Here’s something really odd, though – and I’ll get around to looking at the 10053 eventually – let’s add an (undocumented) outline_leaf() hint to the query, a hint that is already in the Outline Data:

explain plan for
select
	/*+
		qb_name(main)
		outline_leaf(@main)
		index_join(@main t1 t1_flag t1_pk)
	*/
	sum(id)
from
	t1
where
	flag = 0
;

select * from table(dbms_xplan.display(null,null,'outline alias'));
--------------------------------------------------------------------------------------------
| Id  | Operation               | Name             | Rows  | Bytes | Cost (%CPU)| Time     |
--------------------------------------------------------------------------------------------
|   0 | SELECT STATEMENT        |                  |     1 |     8 |   235   (1)| 00:00:01 |
|   1 |  SORT AGGREGATE         |                  |     1 |     8 |            |          |
|*  2 |   VIEW                  | index$_join$_001 |  5000 | 40000 |   235   (1)| 00:00:01 |
|*  3 |    HASH JOIN            |                  |       |       |            |          |
|*  4 |     INDEX RANGE SCAN    | T1_FLAG          |  5000 | 40000 |    10   (0)| 00:00:01 |
|   5 |     INDEX FAST FULL SCAN| T1_PK            |  5000 | 40000 |   280   (1)| 00:00:01 |
--------------------------------------------------------------------------------------------

Query Block Name / Object Alias (identified by operation id):
-------------------------------------------------------------
   1 - MAIN
   2 - SEL$998059AF / T1@MAIN
   3 - SEL$998059AF
   4 - SEL$998059AF / indexjoin$_alias$_001@SEL$998059AF
   5 - SEL$998059AF / indexjoin$_alias$_002@SEL$998059AF

Outline Data
-------------
  /*+
      BEGIN_OUTLINE_DATA
      INDEX_JOIN(@"MAIN" "T1"@"MAIN" ("T1"."FLAG") ("T1"."ID"))
      OUTLINE(@"MAIN")
      OUTLINE_LEAF(@"MAIN")
      OUTLINE_LEAF(@"SEL$998059AF")
      ALL_ROWS
      DB_VERSION('12.1.0.1')
      OPTIMIZER_FEATURES_ENABLE('12.1.0.1')
      IGNORE_OPTIM_EMBEDDED_HINTS
      END_OUTLINE_DATA
  */

Predicate Information (identified by operation id):
---------------------------------------------------
   2 - filter("FLAG"=0)
   3 - access(ROWID=ROWID)
   4 - access("FLAG"=0)

We get the plan we want, and it’s cheaper than the default one.
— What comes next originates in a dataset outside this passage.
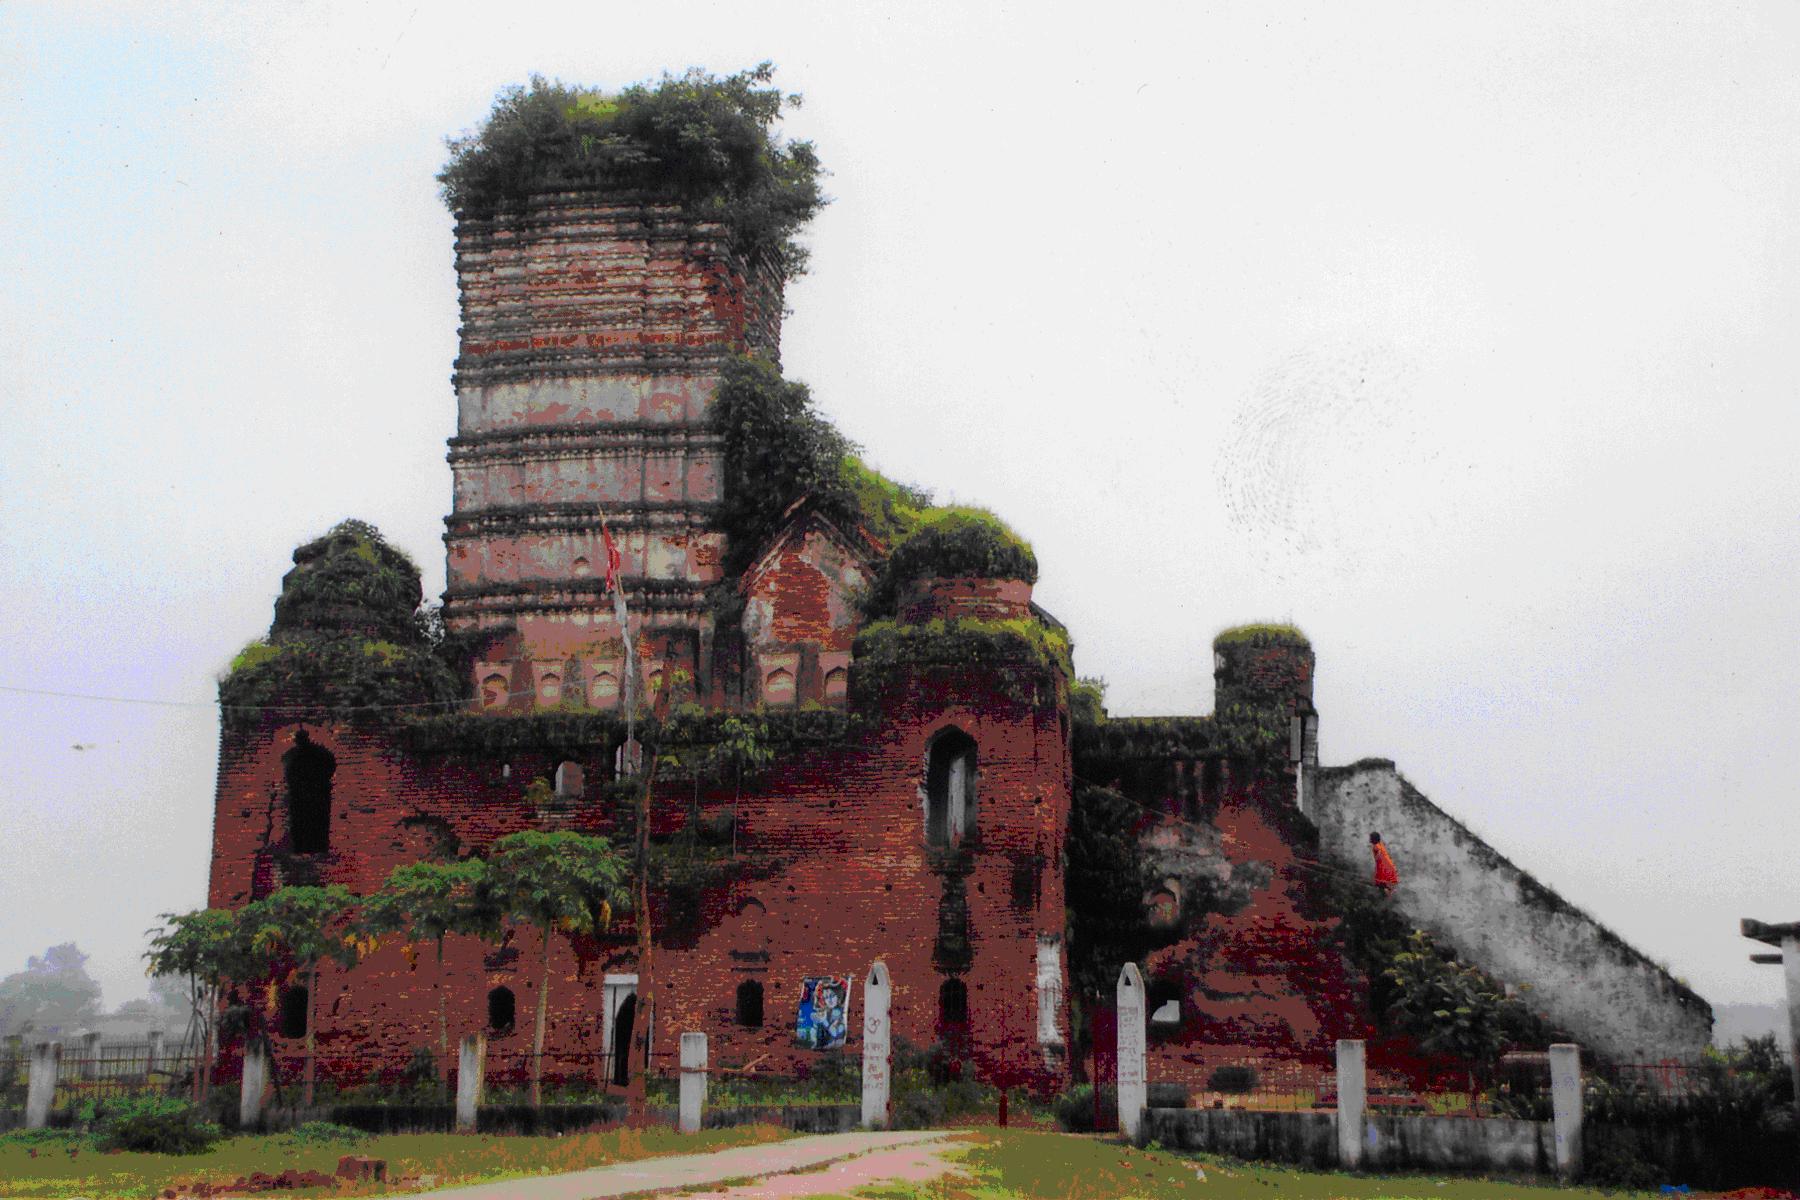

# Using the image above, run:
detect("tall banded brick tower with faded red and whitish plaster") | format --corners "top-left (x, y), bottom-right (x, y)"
top-left (445, 189), bottom-right (783, 709)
It does still suffer from the problem that the cost of the fast full scan is larger than it should be (it seems to be the cost of an index fast full scan plus the cost of an index full scan) and the cost of the whole plan is still less than the cost of that one line.

There have been a number of cases where I’ve thought that the optimizer hasn’t chosen an index join when it was a sensible choice – this is probably one of the reasons why.